Para Joyce, foram os dias mais angustiantes e exaustivos que já passou. Mas também foi ali no hospital que ela percebeu, pela primeira vez, que a filha reconhecia a sua voz. No pouco tempo em que precisava se ausentar, deixando a menina com um parente, Larissa ficava agitada e só se acalmava quando a mãe retornava.
“Em meio à tanta exaustão, ela sorria para mim e eu tinha a certeza de que tudo valia a pena. Em nenhum momento eu pensei o contrário”.
Mudança de perfil
O casal nunca tinha pensado em adotar uma criança com deficiência e o perfil com o qual se habilitaram no Cadastro Nacional de Adoção (CNA) foi para uma menina de até dois anos, que poderia ter uma doença tratável. À época, Joyce ouviu que, com esse perfil, esperariam cerca de oito anos. Mas, meses depois da habilitação, quando se depararam com a foto de Larissa, mudaram imediatamente de ideia.

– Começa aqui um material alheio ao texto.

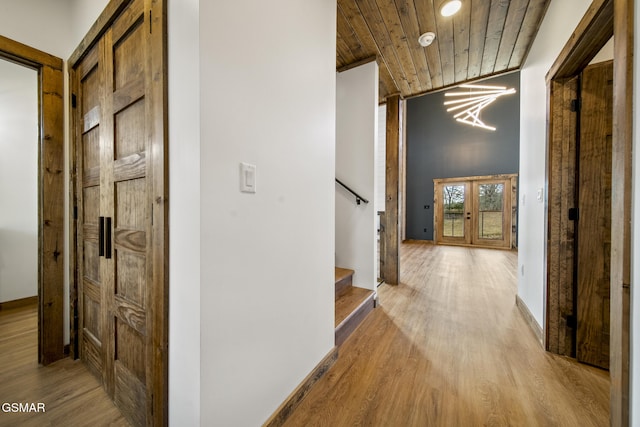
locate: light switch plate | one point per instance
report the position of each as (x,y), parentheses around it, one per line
(247,178)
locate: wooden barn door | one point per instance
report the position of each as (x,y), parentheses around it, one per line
(594,215)
(120,251)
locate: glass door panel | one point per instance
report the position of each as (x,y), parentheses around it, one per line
(490,213)
(452,213)
(453,202)
(474,211)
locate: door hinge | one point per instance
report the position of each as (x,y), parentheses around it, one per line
(575,105)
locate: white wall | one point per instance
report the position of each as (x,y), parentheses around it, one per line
(50,27)
(559,22)
(18,182)
(356,155)
(42,24)
(381,159)
(184,213)
(267,97)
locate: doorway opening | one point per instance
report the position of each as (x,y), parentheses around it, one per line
(592,33)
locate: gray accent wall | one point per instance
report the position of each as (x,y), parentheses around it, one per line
(440,147)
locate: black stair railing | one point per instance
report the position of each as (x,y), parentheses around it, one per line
(358,197)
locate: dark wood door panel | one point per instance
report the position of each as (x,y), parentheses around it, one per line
(117,126)
(594,220)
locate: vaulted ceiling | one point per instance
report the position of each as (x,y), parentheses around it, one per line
(486,37)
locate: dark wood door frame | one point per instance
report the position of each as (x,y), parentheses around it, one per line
(603,19)
(390,269)
(50,194)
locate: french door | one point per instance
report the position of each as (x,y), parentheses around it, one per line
(475,211)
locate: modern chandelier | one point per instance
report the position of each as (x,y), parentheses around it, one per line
(475,99)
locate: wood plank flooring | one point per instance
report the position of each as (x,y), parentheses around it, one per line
(449,347)
(71,395)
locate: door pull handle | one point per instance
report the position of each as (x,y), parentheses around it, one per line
(107,243)
(101,236)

A foto foi publicada em novembro por um grupo de busca ativa – grupos organizados pelas varas de infância de todo o país que reúnem pais habilitados para adoção à espera de seus filhos. Junto à foto, havia a explicação da deficiência de Larissa e a mensagem: “nos ajudem a encontrar uma família para essa princesa”. “Mudamos nosso perfil para poder adotá-la”, disse Joyce, que tem outros dois filhos, em idade de 17 e 20 anos. Fabrício também é pai de outro filho, com 23 anos.

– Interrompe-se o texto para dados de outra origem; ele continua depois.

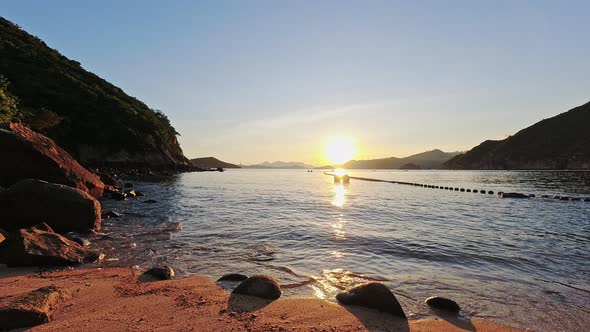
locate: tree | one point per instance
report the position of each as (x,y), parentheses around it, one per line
(8,102)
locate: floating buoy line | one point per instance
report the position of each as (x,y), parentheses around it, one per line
(342,177)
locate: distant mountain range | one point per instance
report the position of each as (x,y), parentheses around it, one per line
(560,142)
(211,162)
(280,165)
(425,160)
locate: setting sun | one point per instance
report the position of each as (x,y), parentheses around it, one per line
(340,150)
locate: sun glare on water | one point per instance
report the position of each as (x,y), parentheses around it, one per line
(340,150)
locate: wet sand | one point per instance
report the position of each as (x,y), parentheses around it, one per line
(114,299)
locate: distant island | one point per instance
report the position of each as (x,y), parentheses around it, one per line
(560,142)
(280,165)
(211,162)
(433,159)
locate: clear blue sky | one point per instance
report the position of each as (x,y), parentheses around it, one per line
(248,81)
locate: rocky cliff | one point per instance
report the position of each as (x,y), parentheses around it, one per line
(560,142)
(211,162)
(95,121)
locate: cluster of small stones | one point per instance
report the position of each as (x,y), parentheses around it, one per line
(476,191)
(479,191)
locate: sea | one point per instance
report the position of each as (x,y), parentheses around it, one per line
(521,262)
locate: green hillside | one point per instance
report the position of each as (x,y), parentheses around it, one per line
(89,117)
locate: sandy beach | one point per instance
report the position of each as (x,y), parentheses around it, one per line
(115,300)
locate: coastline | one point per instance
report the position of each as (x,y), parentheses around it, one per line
(115,299)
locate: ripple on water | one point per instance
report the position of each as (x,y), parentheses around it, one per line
(522,262)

Atualmente o CNA passa por reformulação, por meio de grupo de trabalho instituído pela Corregedoria Nacional de Justiça, e uma das mudanças previstas é a inclusão de fotos, vídeos e outras informações, como cartas ou desenhos feitos pelas crianças, material cujo acesso será restrito aos pretendentes habilitados para adoção. Para Joyce, esse avanço será fundamental. “Foi a foto da Larissa que me tocou, se tivesse fotos no Cadastro Nacional de Adoção, acredito que muita gente ampliaria o seu perfil”.
Conviver com as limitações
Na casa nova, Larissa recebe o carinho não só do casal e seus filhos, mas de vários parentes que adoram carregá-la no colo. Já tem um quartinho, mas, por enquanto, dorme no berço ao lado da cama dos pais. “A microcefalia assusta muito no início, mas nós enxergamos a Larissa muito além da limitação física, nunca nos prendemos a isso”, disse Joyce.
Com apenas um mês de convivência com a nova família, Larissa já fez alguns progressos, está mais comunicativa e risonha. Joyce aprendeu a fazer a alimentação pela sonda e iniciou o tratamento da filha na fisioterapia e fonoaudiologia.
“O zika é uma doença nova, o futuro dela é incerto. O que eu sei é que Larissa é a companheirinha que eu sempre quis, e assim será por toda a vida”.